Just as a goods train arrived from Rouen, Misard returned. His hands were covered with dirt, for he had been rummaging in the woodhouse, and he was out of breath, distracted at his vain efforts to lay hands on the treasure. He had become so feverish with impotent rage, that he renewed his search under the articles of furniture, up the chimney, everywhere. There was no end to the interminable train, with the regular fracas of its great wheels, which at each shock jolted the dead woman in her bed. Misard, stretching out his arm to take down a small picture, hanging against the wall, again met the open eyes following his motions, while the lips seemed to move with their laugh.

He became livid. He was shivering, and stuttered out in terrific anger:

"Yes, yes; search! search! Never mind, I shall find it, even if I have to turn over every stone in the house, and every clod of ground in the neighbourhood!"

The black train had passed by in the obscurity, with painful slowness, and the dead woman, who had become motionless again, continued looking at her husband so jeeringly, so certain of conquering, that he disappeared a second time, leaving the door open. Flore, wandering in her reflections, had risen and closed the door, so that this man might not return to disturb her mother; and she felt astonished to hear herself saying aloud:

"Ten minutes beforehand will do."

In fact, she would have time in ten minutes. If no train was signalled ten minutes before the express, she could set to work. The matter being now settled, certain, her anxiety ceased, and she was very calm.

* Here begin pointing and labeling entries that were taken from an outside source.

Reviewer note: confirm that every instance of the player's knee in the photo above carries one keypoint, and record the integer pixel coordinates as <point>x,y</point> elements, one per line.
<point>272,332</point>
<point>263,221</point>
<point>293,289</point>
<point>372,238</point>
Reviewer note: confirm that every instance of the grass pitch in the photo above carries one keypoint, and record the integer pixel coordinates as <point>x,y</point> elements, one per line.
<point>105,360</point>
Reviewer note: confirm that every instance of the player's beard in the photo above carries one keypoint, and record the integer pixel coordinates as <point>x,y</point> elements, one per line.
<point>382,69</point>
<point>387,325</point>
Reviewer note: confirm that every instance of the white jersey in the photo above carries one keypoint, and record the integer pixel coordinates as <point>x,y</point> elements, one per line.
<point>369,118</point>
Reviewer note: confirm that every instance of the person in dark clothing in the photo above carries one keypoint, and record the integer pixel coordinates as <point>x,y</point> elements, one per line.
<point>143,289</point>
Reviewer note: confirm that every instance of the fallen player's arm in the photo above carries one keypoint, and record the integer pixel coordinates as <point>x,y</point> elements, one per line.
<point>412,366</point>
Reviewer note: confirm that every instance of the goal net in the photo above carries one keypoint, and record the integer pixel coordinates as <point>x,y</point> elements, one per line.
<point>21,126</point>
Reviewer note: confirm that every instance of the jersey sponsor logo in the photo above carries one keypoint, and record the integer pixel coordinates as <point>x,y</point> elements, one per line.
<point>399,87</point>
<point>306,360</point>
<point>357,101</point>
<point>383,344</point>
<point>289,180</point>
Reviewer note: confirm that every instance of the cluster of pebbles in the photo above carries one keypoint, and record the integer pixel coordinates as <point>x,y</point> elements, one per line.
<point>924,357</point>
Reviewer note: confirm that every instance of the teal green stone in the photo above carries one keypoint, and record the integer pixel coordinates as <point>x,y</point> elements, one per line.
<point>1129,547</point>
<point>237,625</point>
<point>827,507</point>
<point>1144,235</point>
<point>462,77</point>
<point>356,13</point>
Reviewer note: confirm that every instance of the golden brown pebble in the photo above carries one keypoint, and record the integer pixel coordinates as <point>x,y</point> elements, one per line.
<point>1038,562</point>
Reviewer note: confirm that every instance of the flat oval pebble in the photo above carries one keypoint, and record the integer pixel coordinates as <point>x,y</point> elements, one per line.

Day broke at about five o'clock, a fresh dawn, of pure limpidity. In spite of the slightly sharp cold, she set the window wide open, and the delicious morning air entered the lugubrious room, full of smoke and an odour of the dead. The sun was still below the horizon, behind a hillock crowned by trees; but it appeared with a rosy tint, streaming over the slopes, pouring into the deep roads, amidst the lively gaiety of the earth at each new spring. She had not been mistaken on the previous evening: it would be fine on that particular morning, one of those days of youth and radiant health on which one delights in life. How lovely it would be to set out along the goat paths at her own free will, in this deserted country among the continuous hills cut up by narrow dales! And when she turned round, facing the room, she was surprised to see the candle looking almost as if gone out, and with naught but a pale tear forming a spot in the broad daylight. The dead woman seemed now to be gazing on the line where the trains continued crossing one another, without even noticing this wan glimmer of a taper beside the corpse.

It was not until daylight that Flore resumed duty, and she only quitted the room for the slow train from Paris at 6.12. Misard, at six o'clock, had also relieved his colleague, the night signalman. It was at the sound of his horn that she had come and placed herself before the gate, the flag in her hand. She followed the train an instant with her eyes.